Vegan for a meal

Life as a vegan. I can’t comprehend it. Life as a raw vegan I comprehend even less. But I’m game to try, at least for one meal, so there I was at the Ecopolitan in Minneapolis which serves nothing but raw vegan meals. The 4-year-old restaurant is in an old house—quaint, wood floors and original woodwork. The culture there, as you might imagine, is one of health, and there are a number of health-oriented products for sale. There was a variety of people streaming in and out, the granola, dreadlocked grunge-clothed 20-somethings you would expect, but also the suburban fed folks and hipsters of all ages.

Having never tried a vegan meal, let alone a raw vegan meal, I asked my server for some recommendations. For starters, there was the herbed tomato bisque, which was—and I must admit I was surprised—delicious. Thick and rich with flavor, the bisque was a blended concoction of tomatoes (of course) with garlic and onion, avocado, celery, olive oil, strawberries and red bell peppers. The only downside was occasionally chewing on a wad of basil and parsley, cueing memories of my brief experimentation with Red Man chewing tobacco in high school.
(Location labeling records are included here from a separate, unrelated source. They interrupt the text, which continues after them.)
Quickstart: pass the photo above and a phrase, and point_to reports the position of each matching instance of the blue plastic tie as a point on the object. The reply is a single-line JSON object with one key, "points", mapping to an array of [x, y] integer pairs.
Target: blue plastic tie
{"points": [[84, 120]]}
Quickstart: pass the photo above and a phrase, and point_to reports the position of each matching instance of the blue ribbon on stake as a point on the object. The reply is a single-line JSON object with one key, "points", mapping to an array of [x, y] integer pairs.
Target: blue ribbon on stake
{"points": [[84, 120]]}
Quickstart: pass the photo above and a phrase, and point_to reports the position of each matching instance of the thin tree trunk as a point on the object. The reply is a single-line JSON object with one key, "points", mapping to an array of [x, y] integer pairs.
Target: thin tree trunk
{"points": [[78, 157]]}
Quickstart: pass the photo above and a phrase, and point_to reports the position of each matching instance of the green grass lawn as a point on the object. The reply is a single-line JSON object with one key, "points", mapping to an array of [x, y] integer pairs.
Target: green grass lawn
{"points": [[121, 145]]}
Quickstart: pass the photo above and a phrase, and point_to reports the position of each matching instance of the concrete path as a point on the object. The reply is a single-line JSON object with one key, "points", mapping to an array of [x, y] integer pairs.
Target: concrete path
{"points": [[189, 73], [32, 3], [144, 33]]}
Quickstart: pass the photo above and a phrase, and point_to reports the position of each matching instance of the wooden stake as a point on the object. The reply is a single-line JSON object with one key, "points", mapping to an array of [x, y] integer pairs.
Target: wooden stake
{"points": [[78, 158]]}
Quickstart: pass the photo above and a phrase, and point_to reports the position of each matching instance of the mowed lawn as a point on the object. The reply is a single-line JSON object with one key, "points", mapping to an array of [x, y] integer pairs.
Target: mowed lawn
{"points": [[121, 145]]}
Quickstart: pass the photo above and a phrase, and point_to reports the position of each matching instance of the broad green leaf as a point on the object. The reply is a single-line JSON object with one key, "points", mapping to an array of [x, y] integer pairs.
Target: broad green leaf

Ecopolitan_3My entrée was called “strawberry marinara,” which was zucchini ribbons (representing pasta) topped with sun-dried tomato, strawberry sauce, walnuts, red onion and olives on balsamic spinach. It was one of the prettiest dishes I’ve seen. And the taste? For the first few bites, tasty. But digging further into the zucchini and munching away, I began to think of the experience as exerting. Still, for a meal constructed only with raw plants, it was impressive, and I stuffed myself as full as I could, thinking I’d be hungry again in about an hour (I was wrong, it was an hour and-a-half). None of that is a complaint, mind you, but it did get me thinking about why we go to restaurants.

What dawned on me as I ruminated (literally) was that, although I was seated in a restaurant, there was one very distinct restaurant quality that was missing: the welcoming odor of a “cooking” kitchen. And what came out of the kitchen and hit my table was beautiful and tasty to start, but bite after bite of my entrée became more of a chore than a joy. And raw crunching vegetables as an entrée? Health benefits aside, “succulent” is not a word I can imagine using when writing about this food.

Eating really does come down to choice, and not only with what you like and don’t like. There is also eating for sensation, for pleasure, for companionship and unity—for all the reasons that have nothing to do with politics. And then there is the other choice.

My feeling is this: Yes, everyone could do with a less red meat, processed foods, and we should all have a better understanding of our food, from DNA to the grocery store shelf. Personally, I’ve taken to shopping for organic/naturally-raised food wherever I can find it. We can all make sensible choices to reduce waste, insure more humane treatment of animals, and reduce the junk that accumulates in our intestines. But having sat with a huge Polish family (and other ethnic groups) for traditional meals, I couldn’t imagine picking through the items to find only vegetables untainted by the juice from a perogi. That, I think, is rude behavior.

But that’s not saying that’s what the folks at Ecopolitan are about. And, would I eat at Ecopolitan again? Yes. For the tomato bisque and some roughage before heading to Leaning Tower of Pizza down the street.